As the end of our five-week Interactive Design program drew near, I began to wonder about the life span of the projects we were creating and what would happen to our work in the future. It was a short program and we were producing projects at an accelerated rate. I was becoming increasingly aware of the passing time and the need for a continuous process of improvements and new discoveries through research and ongoing development.

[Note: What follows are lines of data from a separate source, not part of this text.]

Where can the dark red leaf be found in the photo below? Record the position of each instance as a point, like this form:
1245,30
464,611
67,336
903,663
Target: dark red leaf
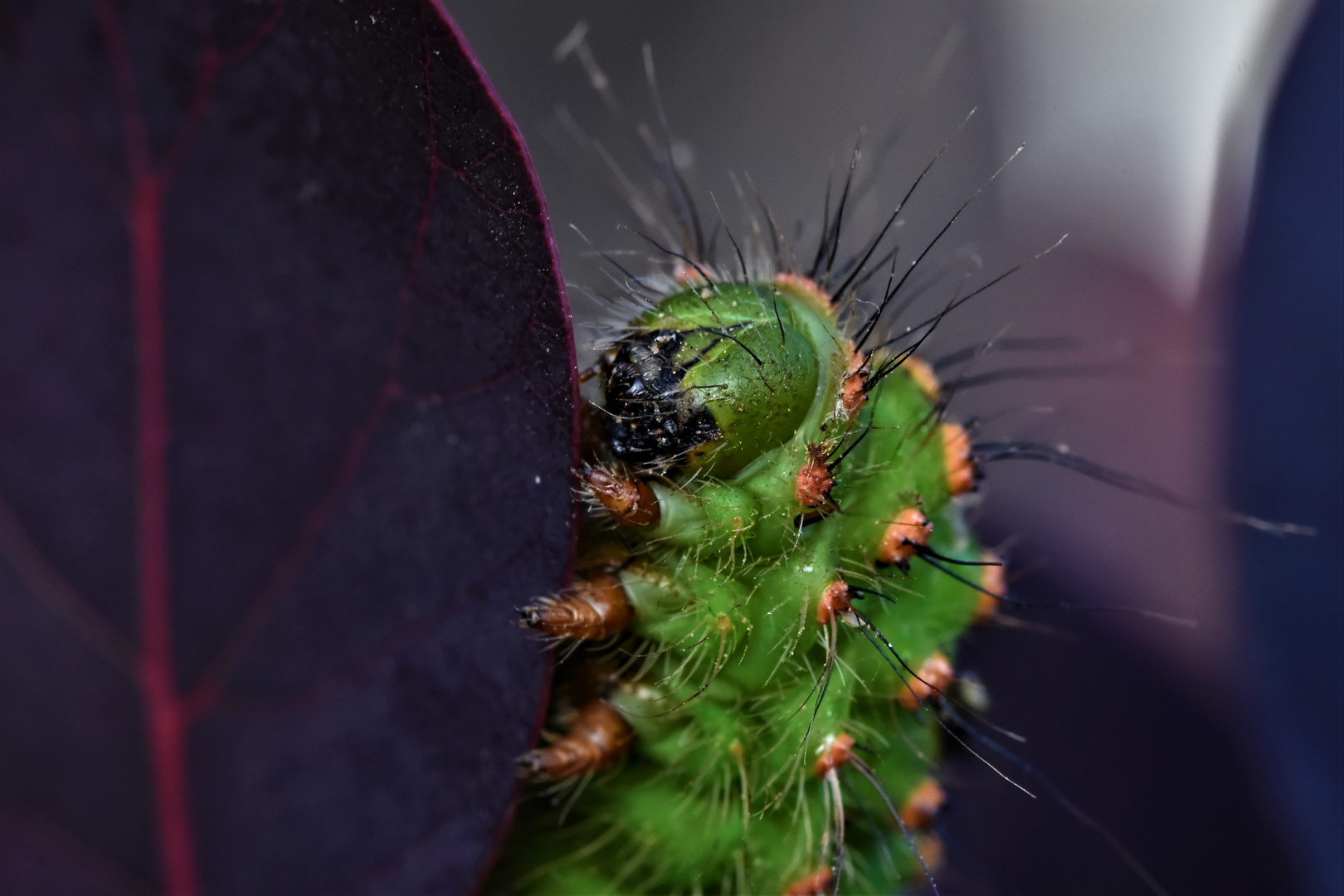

Coincidentally the objective of this final project was to build a website that responds to and graphically represents time. I challenged myself to develop a timepiece that could, by some means, relate to the work we developed in the class, using a concept that could extend through time—past, present and future—and relate to all our work. I used plants and the action of watering these plants as metaphors for growth and maintenance. The current time is recorded when the page is loaded and the prompts take place based on the passing of time using second-based intervals. Ultimately the concept of time in this context relates to our work and how it flourishes during the span of its life as you continue to nurture it. It’s ironic in the sense that the plants I chose are cacti and cacti essentially don’t need much water to survive. For me, this was a symbolic decision representing all the projects that don’t seemingly require my attention or projects that I consider to be complete, reminding me that these projects may still need to be watered every now and then.